Which is why it shouldn’t surprise me that during this global crisis, he has voluntarily extended his role of family provider to include the responsibilities of family “prepper.”

I didn’t even know the word existed until a month ago.

Preppers, it turns out, have been prepping for a long time.  They build subterranean bunkers stocked with personal water filtration systems, medical kits, 50-pound bags of rice, propane, firewood, firearms, and something called a “sun oven.”  My husband, new as he is to prepping, has amassed none of those things.

His cache includes eleven bags of BBQ-flavor Pop Chips, twenty-four canisters of Crystal Lite lemonade mix, and a jar of yeast specifically packaged “for bread machines.”

Reader, we do not own a bread machine.

As nervous as we all are about what’s happening, and about what could happen, Mark is the first to admit he’s handling it worst of all.  I’ve banned him from making Amazon Prime purchases without permission.  I’ve encouraged him to practice “exposure response prevention” by walking past a half-gallon of milk we don’t need, and leaving it on the shelf for someone who needs it more.  His WebEx calls are professional and on point, but he cannot be trusted to walk through Price Chopper alone.  I’ve pointed out to him repeatedly, and I hope lovingly, that his temporary lunacy arises from a very real threat to his provider instinct.  He wants to make sure we’ll all be ok.  It is killing him that he cannot make sure of that.

After reassuring him of the unquestionably noble source of his anxiety, I’ve done what any good wife would do:  I’ve laughed at him. 

And the boys have joined in.

Yesterday a package arrived from Amazon.  He swore it was the last of the purchases made before my “ban” went into effect.  He glanced at the three of us sheepishly before opening it, and made us promise not to make fun of him when we saw what was inside, because he could not remember what he had panic-purchased.

We promised. 

(We lied.)

It was like getting a present from Santa, if Santa was a drunken amnesiac.  Mark carefully sliced the box open and lifted the contents for all of us to see.


“Dad,” Brian said, exasperated.  “Are you kidding me?  Our refrigerator is already 45% tortillas.”

Mark snort laughed.  

And that’s how I know we’ll be ok.  Not that we won’t get sick, or be scared, or be scarred in possibly permanent ways by this pandemic.  But as long as we can still laugh, both with and at one another, we will at least be us.  

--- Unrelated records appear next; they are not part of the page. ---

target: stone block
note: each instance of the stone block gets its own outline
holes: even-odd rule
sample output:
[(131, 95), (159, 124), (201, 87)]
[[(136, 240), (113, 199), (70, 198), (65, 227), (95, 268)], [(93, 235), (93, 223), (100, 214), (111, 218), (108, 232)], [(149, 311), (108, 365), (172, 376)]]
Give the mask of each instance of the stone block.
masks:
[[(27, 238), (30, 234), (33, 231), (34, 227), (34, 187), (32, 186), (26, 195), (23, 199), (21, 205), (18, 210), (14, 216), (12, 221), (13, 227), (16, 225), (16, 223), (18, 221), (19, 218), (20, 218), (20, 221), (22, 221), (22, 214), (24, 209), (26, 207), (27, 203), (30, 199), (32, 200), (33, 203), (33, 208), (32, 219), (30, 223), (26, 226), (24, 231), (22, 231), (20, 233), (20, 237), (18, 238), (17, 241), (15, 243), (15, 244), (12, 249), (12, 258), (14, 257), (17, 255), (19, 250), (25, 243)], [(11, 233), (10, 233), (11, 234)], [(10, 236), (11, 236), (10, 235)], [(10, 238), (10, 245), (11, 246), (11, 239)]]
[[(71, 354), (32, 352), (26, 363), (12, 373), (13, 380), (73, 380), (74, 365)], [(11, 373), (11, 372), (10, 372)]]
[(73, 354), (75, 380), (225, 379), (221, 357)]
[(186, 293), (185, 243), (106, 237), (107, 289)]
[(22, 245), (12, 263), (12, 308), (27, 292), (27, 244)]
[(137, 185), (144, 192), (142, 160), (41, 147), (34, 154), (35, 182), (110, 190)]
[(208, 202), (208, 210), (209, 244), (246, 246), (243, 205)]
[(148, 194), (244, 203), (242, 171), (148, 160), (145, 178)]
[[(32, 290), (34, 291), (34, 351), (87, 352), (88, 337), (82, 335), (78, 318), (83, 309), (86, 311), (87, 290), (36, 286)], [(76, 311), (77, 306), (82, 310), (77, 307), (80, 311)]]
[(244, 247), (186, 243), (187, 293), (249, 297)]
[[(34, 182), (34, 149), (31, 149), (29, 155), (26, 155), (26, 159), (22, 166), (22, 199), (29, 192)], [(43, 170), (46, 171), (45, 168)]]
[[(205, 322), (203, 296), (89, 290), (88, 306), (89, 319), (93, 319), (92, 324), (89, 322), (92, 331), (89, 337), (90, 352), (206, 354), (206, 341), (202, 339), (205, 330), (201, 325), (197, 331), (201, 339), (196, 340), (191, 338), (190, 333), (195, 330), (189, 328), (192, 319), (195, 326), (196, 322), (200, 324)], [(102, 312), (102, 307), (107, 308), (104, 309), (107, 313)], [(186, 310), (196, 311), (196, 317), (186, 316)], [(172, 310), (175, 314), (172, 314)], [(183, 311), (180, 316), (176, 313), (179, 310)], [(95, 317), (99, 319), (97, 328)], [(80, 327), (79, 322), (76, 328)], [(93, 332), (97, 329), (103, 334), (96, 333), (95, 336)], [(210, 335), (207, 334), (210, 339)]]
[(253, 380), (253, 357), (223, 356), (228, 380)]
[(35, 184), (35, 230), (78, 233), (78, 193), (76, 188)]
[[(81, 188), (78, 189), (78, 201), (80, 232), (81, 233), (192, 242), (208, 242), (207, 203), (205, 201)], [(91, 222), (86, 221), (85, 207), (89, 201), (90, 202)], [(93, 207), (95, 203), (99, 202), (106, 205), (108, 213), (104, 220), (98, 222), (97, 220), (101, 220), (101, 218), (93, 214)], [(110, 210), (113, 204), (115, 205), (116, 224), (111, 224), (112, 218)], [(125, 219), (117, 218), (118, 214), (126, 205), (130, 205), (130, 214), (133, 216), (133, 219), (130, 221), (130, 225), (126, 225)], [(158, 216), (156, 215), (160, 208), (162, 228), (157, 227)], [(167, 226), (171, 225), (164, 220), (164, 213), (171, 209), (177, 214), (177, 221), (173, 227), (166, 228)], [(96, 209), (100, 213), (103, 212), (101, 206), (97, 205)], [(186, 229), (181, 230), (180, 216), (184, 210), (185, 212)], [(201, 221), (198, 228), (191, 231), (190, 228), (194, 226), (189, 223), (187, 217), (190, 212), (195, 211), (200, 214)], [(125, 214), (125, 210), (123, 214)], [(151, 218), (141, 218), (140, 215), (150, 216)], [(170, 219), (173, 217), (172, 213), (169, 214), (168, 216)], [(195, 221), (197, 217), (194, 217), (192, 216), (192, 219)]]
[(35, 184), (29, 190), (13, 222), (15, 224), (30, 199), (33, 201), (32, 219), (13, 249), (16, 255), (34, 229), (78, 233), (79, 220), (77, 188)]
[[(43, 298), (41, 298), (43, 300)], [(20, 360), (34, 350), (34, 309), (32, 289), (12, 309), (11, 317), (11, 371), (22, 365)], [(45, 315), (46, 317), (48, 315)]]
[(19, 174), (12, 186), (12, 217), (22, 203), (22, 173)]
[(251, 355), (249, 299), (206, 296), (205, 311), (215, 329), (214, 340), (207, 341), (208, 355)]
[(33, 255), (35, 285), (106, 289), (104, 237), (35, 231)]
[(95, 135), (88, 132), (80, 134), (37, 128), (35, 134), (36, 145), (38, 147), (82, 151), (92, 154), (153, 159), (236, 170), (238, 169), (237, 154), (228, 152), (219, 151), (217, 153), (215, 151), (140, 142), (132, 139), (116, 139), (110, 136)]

Our family went through our own crisis nine years ago.  One minute, it was situation normal.  Then suddenly, and without warning, we slammed into a brick wall at full speed.  For the next several months we intentionally retreated from coworkers, from extended family, and from all but a few of our closest friends.  We “turtled up,” as Mark dubbed it then.  Today, we’d call it social distancing.   

As much as we agreed isolation was the best course of action for us, there were times it felt as damaging as the illness.

And then one day we discovered a weapon in our arsenal we’d forgotten.  It was a very wise doctor who pointed it out to us, and who gave us permission to use it.

We’d forgotten our sense of humor.

It seemed irreverent and irresponsible to laugh during that time.  But slowly, and timidly, we tried it anyway.  And I swear every time one of us laughed, our "family spine" straightened a bit.  Humor didn’t shrink the threat we were facing, but it made us all feel a bit taller, and a little more up to the task.

We do not have a hospital-grade medical kit or a sun oven in our arsenal. But we’ve been honing and stockpiling our sense of humor for years, because we learned it’s pretty essential to our survival.  (That and Crystal Lite lemonade, apparently.)  It’s who we are.  And it’s one of the ways we’ll do our best to get through this, however long “this” lasts. 

And now if you’ll excuse me, I believe that's Mark’s powdered milk delivery at the door.